Poly(ADP-ribose) polymerase (PARP) inhibitors have demonstrated preliminary evidence of antitumour activity in patients with mCRPC and a homologous recombination (HR) gene mutation (Mateo et al. N Engl J Med. 2015;373:1697-708). These data provide a compelling rationale for evaluating rucaparib in patients with mCRPC associated with HRD.
TRITON2 (NCT02952534) is a phase 2 study evaluating rucaparib (600 mg BID) in patients (n≈160) with mCRPC harbouring a deleterious germline or somatic BRCA1, BRCA2, or ATM mutation (by local and/or central testing).

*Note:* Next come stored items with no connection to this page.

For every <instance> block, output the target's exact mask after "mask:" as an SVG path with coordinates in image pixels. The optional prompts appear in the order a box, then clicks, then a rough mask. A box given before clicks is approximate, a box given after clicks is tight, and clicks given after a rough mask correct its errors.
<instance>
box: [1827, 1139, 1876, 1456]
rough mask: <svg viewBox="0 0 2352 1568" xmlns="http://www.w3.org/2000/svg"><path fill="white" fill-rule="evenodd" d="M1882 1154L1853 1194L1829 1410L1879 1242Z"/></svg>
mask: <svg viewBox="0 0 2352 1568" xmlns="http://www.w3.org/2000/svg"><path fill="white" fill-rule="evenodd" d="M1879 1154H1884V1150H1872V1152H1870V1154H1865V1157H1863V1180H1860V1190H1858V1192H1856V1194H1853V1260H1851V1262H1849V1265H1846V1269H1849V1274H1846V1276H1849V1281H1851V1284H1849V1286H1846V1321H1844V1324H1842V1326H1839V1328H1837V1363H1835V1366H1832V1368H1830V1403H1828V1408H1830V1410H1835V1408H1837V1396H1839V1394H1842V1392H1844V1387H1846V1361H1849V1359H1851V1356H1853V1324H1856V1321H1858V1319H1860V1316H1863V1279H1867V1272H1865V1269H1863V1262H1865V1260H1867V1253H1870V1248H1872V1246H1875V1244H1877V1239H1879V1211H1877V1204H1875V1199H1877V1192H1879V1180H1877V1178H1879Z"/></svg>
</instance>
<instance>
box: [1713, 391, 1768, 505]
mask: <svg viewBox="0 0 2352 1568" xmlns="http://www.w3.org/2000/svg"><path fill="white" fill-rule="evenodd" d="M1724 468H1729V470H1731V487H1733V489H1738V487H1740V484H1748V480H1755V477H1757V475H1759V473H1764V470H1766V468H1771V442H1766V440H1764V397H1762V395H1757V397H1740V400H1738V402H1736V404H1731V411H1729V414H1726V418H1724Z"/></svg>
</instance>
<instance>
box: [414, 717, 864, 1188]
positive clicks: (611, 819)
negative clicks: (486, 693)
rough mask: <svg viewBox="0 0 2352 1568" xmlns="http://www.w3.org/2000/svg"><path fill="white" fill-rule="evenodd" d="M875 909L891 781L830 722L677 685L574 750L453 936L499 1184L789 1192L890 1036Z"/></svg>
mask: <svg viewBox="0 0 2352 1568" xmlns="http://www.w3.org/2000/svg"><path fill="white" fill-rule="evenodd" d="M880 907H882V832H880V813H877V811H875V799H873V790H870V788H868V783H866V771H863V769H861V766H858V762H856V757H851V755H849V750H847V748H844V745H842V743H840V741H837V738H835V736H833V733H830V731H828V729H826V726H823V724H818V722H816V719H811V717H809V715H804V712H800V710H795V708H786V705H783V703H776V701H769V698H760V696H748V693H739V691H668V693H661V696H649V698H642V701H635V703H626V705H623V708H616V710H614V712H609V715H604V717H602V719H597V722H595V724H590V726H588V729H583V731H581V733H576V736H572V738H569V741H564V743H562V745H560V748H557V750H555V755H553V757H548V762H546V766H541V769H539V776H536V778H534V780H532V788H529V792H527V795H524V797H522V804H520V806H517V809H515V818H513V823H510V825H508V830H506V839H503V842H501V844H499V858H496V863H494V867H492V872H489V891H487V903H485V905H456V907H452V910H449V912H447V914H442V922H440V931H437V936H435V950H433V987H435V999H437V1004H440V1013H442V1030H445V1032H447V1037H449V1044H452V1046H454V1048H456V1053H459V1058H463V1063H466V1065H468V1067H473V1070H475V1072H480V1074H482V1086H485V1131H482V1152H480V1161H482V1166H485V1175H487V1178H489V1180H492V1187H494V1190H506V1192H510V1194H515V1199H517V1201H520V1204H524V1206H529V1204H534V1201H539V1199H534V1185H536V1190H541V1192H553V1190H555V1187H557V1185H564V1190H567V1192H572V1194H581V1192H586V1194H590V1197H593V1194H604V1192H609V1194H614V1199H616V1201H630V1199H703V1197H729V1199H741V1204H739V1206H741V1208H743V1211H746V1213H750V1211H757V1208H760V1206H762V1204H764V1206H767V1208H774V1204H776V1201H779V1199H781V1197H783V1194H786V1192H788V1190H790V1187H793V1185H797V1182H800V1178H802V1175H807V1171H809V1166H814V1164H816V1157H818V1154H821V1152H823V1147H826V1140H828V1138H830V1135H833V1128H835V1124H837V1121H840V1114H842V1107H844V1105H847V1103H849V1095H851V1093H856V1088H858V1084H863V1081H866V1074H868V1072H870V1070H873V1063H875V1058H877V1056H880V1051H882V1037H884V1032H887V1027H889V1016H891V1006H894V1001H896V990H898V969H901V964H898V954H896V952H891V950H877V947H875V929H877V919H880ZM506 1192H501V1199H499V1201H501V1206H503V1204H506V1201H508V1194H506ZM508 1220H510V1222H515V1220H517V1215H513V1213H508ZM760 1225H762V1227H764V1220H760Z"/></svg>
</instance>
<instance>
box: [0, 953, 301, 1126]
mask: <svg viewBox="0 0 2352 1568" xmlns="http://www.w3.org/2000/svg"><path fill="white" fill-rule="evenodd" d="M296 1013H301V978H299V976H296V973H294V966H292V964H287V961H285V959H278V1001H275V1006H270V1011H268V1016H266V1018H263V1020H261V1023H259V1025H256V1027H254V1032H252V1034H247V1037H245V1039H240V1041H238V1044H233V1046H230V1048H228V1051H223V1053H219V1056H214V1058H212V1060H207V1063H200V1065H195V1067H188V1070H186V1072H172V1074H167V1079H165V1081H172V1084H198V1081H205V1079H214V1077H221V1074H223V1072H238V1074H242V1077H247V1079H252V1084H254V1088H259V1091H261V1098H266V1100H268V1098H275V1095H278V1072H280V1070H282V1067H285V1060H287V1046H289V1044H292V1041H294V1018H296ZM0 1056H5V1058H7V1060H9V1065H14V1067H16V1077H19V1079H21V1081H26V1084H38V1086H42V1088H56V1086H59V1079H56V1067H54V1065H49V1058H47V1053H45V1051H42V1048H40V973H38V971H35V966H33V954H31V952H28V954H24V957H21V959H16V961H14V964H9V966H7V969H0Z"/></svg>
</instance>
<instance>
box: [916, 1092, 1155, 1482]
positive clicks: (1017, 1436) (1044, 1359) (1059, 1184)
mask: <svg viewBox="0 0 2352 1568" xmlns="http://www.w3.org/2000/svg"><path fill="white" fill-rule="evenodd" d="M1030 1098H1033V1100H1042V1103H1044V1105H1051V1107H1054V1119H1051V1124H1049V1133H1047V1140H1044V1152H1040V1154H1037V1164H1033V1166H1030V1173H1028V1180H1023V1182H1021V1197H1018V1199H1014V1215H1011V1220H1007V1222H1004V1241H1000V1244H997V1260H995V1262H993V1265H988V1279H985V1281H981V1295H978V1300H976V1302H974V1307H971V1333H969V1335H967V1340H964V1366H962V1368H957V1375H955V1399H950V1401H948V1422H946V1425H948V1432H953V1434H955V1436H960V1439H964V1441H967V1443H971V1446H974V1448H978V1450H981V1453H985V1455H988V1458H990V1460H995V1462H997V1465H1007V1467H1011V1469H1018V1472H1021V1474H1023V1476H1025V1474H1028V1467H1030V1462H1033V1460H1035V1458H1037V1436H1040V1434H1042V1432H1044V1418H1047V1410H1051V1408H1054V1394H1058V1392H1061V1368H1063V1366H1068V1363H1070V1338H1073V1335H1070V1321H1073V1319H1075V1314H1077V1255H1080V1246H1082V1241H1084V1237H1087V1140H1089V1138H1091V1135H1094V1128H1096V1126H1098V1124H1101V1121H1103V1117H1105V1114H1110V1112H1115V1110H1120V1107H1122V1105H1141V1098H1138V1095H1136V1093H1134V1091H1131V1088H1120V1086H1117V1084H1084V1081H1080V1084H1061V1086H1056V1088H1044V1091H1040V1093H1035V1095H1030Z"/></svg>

An exploratory cohort will enrol patients with an alteration in any of 12 other prespecified HR genes (eg, RAD51C, RAD51D, or PALB2). Patients must have progressed on androgen receptor (AR) signalling–directed therapy and 1 prior taxane-based chemotherapy for mCRPC. The primary endpoint of TRITON2 is response rate (per modified RECIST v1.1/PCWG3 in patients with soft-tissue disease and prostate-specific antigen response in patients with nonmeasurable disease).
TRITON3 (NCT02975934) is a randomised phase 3 study evaluating rucaparib vs physician’s choice of abiraterone, enzalutamide, or docetaxel in patients (n≈400) with mCRPC harbouring a deleterious germline or somatic BRCA1, BRCA2, or ATM mutation (by local and/or central testing). Patients must have progressed on AR signalling–directed therapy for mCRPC; prior chemotherapy for mCRPC or prior PARP inhibitor treatment are exclusions. Patients will be randomised 2:1 to rucaparib or physician’s choice; the latter group may cross over to rucaparib after radiographic progression confirmed by independent radiology review (IRR). The primary endpoint of TRITON3 is IRR-confirmed radiographic progression-free survival (per modified RECIST v1.1/PCWG3).
Pretreatment blood samples collected from all patients in both trials will enable development of a plasma-based companion diagnostic to select patients for rucaparib treatment.
The TRITON programme is actively recruiting and will assess the efficacy and safety of rucaparib treatment in patients with mCRPC associated with HRD.